The WebHookVerifySignatureFilter provides ready to use implementation of signature calculation for SHA-1 and SHA-256 algorithms. If one of those algorithms is sufficient for given receiver needs it is enough to call ComputeRequestBodySha1HashAsync or ComputeRequestBodySha1HashAsync and pass request and the secret value as parameters. If different algorithms are needed (for example SHA-384 or SHA-512) it requires a little bit more effort (which makes one wish for more generic implementation, maybe with option for providing HMAC instance through parameter). The additional effort involves managing the request body stream. The current stream position must be pointing to its beginning before and after the hashing. If the stream doesn't support seeking, it requires enabling request buffering.

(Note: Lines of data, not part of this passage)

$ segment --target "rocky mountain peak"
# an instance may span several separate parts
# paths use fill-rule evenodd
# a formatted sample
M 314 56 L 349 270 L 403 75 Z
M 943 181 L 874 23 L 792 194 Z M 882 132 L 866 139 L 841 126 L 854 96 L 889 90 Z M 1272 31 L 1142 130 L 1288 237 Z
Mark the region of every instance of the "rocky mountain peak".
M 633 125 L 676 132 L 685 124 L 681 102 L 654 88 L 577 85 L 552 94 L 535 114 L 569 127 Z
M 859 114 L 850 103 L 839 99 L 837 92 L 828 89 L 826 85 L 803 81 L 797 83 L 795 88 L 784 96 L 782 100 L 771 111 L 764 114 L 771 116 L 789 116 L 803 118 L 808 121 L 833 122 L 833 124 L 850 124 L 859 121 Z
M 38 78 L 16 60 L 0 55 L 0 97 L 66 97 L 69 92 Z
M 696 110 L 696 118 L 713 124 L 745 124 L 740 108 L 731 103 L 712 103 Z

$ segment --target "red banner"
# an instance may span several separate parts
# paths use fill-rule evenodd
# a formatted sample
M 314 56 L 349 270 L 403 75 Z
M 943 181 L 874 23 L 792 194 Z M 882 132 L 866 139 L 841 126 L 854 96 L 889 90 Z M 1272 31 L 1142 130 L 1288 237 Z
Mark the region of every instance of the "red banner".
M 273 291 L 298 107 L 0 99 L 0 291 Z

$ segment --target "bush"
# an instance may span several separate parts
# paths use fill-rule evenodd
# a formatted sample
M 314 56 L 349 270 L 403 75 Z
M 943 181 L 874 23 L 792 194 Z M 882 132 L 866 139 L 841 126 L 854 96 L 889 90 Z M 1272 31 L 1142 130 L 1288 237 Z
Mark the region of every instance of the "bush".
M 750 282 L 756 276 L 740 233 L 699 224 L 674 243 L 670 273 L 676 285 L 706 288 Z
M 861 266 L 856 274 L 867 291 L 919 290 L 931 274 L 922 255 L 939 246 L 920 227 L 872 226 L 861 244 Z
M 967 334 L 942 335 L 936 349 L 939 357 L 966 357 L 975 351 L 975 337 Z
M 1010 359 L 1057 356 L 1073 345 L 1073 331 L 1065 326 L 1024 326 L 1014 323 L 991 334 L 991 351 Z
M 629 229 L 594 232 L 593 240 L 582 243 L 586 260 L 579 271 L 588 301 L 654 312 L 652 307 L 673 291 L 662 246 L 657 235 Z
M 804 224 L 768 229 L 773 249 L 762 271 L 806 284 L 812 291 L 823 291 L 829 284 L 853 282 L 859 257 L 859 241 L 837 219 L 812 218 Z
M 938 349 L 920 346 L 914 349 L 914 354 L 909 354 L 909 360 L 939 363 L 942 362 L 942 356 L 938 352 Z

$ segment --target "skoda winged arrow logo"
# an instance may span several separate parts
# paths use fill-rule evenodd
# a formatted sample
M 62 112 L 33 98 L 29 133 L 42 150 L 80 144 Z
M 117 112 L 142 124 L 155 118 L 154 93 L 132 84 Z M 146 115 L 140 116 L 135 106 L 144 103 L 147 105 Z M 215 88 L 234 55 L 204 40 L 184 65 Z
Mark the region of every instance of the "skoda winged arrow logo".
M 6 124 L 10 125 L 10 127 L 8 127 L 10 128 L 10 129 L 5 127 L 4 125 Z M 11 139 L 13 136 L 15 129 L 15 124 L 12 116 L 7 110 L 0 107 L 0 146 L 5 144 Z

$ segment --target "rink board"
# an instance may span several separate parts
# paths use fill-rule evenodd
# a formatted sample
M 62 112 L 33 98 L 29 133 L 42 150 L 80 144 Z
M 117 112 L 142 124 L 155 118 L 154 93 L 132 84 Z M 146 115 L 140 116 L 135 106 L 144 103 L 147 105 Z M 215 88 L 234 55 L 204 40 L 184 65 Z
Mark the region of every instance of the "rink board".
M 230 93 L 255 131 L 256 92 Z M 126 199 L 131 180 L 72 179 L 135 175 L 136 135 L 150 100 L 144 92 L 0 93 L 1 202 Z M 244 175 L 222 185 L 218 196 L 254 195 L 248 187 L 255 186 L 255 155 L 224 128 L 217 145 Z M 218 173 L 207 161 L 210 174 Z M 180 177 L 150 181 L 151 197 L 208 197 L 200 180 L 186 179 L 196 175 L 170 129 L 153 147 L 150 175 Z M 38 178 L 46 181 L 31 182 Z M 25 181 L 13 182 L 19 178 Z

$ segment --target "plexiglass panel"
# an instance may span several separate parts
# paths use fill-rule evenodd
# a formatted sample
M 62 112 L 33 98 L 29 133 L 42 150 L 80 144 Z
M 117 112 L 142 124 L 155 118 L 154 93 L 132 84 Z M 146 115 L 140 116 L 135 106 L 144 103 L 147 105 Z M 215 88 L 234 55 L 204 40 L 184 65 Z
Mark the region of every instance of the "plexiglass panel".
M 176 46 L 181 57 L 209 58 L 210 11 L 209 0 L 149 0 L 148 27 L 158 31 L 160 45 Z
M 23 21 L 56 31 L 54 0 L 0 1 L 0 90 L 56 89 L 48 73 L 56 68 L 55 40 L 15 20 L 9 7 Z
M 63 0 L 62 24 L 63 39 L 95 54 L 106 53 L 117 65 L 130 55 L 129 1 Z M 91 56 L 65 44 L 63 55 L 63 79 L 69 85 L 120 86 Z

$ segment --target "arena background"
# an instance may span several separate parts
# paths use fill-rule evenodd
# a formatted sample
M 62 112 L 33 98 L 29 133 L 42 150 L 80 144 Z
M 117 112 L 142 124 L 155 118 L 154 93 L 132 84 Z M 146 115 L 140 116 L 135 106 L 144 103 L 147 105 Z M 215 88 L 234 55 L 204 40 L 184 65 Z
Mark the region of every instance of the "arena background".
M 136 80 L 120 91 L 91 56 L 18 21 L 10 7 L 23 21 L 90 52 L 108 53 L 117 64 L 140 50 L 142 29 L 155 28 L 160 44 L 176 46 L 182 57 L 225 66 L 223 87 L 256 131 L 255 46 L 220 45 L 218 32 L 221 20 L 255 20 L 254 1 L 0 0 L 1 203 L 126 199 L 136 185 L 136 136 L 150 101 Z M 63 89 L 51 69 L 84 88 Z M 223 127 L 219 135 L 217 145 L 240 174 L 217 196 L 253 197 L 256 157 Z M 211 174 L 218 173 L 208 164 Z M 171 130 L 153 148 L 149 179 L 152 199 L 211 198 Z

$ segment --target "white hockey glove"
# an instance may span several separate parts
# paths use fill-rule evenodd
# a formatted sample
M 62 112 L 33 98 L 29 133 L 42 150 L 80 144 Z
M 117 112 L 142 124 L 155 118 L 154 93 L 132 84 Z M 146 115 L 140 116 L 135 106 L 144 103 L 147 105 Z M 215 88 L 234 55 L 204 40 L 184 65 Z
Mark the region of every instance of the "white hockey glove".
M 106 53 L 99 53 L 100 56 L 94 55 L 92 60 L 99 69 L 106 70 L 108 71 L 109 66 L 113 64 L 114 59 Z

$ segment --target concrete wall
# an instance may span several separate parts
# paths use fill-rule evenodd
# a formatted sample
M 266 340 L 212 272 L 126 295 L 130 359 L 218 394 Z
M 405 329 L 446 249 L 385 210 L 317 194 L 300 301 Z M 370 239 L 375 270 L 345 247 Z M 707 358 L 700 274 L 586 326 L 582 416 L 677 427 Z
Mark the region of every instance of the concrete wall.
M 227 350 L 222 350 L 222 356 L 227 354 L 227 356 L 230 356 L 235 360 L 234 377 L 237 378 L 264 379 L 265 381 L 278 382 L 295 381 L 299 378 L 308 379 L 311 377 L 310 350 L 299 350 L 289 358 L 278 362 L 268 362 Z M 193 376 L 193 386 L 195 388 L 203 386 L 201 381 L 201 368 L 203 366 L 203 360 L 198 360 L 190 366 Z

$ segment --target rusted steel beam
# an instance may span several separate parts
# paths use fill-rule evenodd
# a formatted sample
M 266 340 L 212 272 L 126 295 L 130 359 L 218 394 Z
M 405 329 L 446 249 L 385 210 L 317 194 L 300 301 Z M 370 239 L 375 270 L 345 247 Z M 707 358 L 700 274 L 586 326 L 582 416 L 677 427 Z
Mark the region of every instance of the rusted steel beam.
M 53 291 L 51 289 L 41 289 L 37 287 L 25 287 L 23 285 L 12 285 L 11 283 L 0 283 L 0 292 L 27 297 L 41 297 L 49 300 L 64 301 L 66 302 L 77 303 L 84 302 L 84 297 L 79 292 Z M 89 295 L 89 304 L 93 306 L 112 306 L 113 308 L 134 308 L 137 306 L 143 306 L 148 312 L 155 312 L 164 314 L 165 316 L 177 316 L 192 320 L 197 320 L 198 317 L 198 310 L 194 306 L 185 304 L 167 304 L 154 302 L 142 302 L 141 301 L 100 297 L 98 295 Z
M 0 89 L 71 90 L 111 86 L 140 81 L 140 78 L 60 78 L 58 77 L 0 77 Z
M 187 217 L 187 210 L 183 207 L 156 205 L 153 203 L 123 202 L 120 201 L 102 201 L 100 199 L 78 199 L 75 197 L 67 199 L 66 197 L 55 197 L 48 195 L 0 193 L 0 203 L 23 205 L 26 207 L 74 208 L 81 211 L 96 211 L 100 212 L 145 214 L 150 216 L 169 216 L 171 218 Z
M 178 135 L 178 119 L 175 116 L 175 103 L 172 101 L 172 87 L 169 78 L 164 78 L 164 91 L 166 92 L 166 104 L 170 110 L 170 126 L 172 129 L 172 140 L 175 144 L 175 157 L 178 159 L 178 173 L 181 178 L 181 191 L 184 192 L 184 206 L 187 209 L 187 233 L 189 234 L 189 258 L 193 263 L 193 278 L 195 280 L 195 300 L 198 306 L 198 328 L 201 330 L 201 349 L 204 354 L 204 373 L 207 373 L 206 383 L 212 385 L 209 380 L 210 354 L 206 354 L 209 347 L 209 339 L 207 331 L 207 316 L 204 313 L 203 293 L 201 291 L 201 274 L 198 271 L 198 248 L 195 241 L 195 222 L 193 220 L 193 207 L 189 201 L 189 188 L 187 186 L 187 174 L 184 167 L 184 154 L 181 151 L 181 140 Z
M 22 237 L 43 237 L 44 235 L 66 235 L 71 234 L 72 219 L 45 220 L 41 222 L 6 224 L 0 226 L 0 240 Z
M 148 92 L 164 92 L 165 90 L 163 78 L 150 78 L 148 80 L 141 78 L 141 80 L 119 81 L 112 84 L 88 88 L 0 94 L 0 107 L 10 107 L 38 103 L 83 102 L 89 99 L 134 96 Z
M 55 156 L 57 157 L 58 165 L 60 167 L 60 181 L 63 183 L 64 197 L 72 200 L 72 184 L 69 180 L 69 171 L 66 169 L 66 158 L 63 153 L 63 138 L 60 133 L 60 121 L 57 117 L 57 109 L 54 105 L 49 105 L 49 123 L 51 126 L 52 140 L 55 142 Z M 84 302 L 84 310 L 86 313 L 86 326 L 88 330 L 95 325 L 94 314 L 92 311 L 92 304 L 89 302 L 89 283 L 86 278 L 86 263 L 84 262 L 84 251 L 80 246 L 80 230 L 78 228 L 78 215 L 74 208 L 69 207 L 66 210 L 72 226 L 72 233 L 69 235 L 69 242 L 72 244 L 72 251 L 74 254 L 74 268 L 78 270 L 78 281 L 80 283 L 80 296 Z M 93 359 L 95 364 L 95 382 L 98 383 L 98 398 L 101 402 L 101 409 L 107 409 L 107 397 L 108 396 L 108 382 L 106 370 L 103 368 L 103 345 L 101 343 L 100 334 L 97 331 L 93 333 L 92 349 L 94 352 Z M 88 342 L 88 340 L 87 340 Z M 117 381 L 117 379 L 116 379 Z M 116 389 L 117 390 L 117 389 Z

public class WebSubWebHookSecurityFilter : WebHookVerifySignatureFilter, IAsyncResourceFilter
{
    ...

    public async Task OnResourceExecutionAsync(ResourceExecutingContext context,
        ResourceExecutionDelegate next)
    {
        ...

        if (HttpMethods.IsPost(context.HttpContext.Request.Method))
        {
            ...

            byte[] actualSignature = await ComputeRequestBodySha512HashAsync(request,
                Encoding.UTF8.GetBytes(secret));
            if (actualSignature == null)
            {
                context.Result = new BadRequestResult();
                return;
            }

            ...
        }

        ...
    }

    private static async Task<byte[]> ComputeRequestBodySha512HashAsync(HttpRequest request,
        byte[] secret)
    {
        await PrepareRequestBody(request);

        using (HMACSHA512 hasher = new HMACSHA512(secret))
        {
            try
            {
                Stream inputStream = request.Body;

                int bytesRead;
                byte[] buffer = new byte[4096];

                while ((bytesRead = await inputStream.ReadAsync(buffer, 0, buffer.Length)) > 0)
                {
                    hasher.TransformBlock(buffer, inputOffset: 0, inputCount: bytesRead,
                        outputBuffer: null, outputOffset: 0);
                }

                hasher.TransformFinalBlock(Array.Empty(), inputOffset: 0, inputCount: 0);

                return hasher.Hash;
            }
            finally
            {
                request.Body.Seek(0L, SeekOrigin.Begin);
            }
        }
    }

    private static async Task PrepareRequestBody(HttpRequest request)
    {
        if (!request.Body.CanSeek)
        {
            request.EnableBuffering();

            await request.Body.DrainAsync(CancellationToken.None);
        }

        request.Body.Seek(0L, SeekOrigin.Begin);
    }
}

Step 4 - Comparing signatures

We have actual and expected signatures, all that is left is to compare them. It is important not to forget about the security while doing this. Naive implementation could left the receiver open for timing attacks. Here we should use SecretEqual method which provides a time consistent comparison.

public class WebSubWebHookSecurityFilter : WebHookVerifySignatureFilter, IAsyncResourceFilter
{
    ...

    public async Task OnResourceExecutionAsync(ResourceExecutingContext context,
        ResourceExecutionDelegate next)
    {
        ...

        if (HttpMethods.IsPost(context.HttpContext.Request.Method))
        {
            ...

            if (!SecretEqual(expectedSignature, actualSignature))
            {
                context.Result = CreateBadSignatureResult("X-Hub-Signature");
                return;
            }
        }

        ...
    }
}

Of course CreateBadSignatureResult is provided for us as well.